Süt, demirce fakir olup bir bebeğin demir gereksinmesini karşılayacak
düzeyde değildir. Uzun süre sütle beslenen, diğer gıdalardan uzak duran
çocuklarda kansızlık gelişme olasılığı da söz konusudur.

Sütle geçen hastalıklar

Ayrıca, hangi türe ait olursa olsun, süt,sağlıklı koşullarda üretilmemiş
ise o zaman hastalık etmeni mikroorganizmalar için de uygun besi ortamı
teşkil ederek hastalık taşıyıcısı olabilmektedir. Bu hastalıklar içinde
de en önemlisi, ineklerde yavru atmaya sebep olan Brusella hastalığıdır.
Bu hastalıkla bulaşık süt içerek Brusella etmenini alan hamile
kadınların da bebeklerini kaybetme riskleri vardır.
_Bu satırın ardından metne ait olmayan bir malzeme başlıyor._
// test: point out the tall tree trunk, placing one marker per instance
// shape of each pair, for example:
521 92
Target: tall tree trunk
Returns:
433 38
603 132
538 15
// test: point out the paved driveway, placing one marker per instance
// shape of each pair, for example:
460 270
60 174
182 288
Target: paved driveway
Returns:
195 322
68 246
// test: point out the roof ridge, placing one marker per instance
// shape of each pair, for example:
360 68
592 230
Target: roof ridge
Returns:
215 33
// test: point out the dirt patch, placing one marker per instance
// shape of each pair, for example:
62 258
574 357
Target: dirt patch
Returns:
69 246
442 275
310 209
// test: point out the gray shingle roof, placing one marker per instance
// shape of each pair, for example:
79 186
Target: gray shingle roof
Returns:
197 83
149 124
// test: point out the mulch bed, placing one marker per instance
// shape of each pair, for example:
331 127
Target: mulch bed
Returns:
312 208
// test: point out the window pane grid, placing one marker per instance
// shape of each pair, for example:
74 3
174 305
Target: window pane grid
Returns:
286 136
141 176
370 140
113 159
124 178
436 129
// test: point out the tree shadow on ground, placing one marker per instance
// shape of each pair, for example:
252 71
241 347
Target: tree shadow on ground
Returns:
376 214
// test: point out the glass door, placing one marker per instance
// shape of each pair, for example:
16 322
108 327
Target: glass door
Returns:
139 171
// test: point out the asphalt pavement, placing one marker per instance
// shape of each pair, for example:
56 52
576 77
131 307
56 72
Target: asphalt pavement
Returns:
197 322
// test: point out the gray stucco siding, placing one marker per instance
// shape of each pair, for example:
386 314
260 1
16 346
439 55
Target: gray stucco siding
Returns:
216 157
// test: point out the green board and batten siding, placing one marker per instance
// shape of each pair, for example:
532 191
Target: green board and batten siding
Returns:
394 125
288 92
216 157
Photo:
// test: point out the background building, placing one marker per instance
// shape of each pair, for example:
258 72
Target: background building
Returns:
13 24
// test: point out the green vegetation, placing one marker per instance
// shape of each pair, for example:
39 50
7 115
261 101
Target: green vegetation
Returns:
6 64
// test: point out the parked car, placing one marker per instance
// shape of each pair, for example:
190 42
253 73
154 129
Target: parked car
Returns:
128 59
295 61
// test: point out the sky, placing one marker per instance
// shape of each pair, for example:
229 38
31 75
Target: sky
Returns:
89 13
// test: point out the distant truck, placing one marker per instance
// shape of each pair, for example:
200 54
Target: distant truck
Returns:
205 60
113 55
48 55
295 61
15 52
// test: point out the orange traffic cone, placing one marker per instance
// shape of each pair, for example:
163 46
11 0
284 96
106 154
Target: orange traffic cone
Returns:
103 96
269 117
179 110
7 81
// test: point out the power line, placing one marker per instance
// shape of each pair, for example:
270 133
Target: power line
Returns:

Brusella, "Malta
Humması", "Akdeniz Humması" veya "Dalgalanan Humma" olarak da
bilinmektedir.

Sonuç

Süt çok değerli bir besin maddesi olmakla beraber tüketicinin karşısına
çıkmadan önce, sağlıklı koşullarda üretilmiş ve yine uygun koşullarda,
tüketime sunulmuş olmalıdır. Sütün oluştuğu meme sağlığı, sütün sağım
şekli kullanılan ekipmanın durumu, sağım sonrasında sütün muhafazası ve
değerlendirilmesi, sütün sağlıklı olması ve kalitesi açısından çok
önemli işlemlerdir. Bugün Avrupa ülkelerinin hemen hepsi gerek
tüketicinin kullanımına sunulan süt olsun gerekse süt işleme
endüstrisinde işlenmek üzere gelen sütler için standartları oluşturmuş
durumdadır. Bu standartlar arasında somatik hücre sayısı değeri uzun
süredir yerini almış ve kaliteli ve sağlıklı süt üretimi konusunda
uygulanan kontrol metotları arasına girmiştir.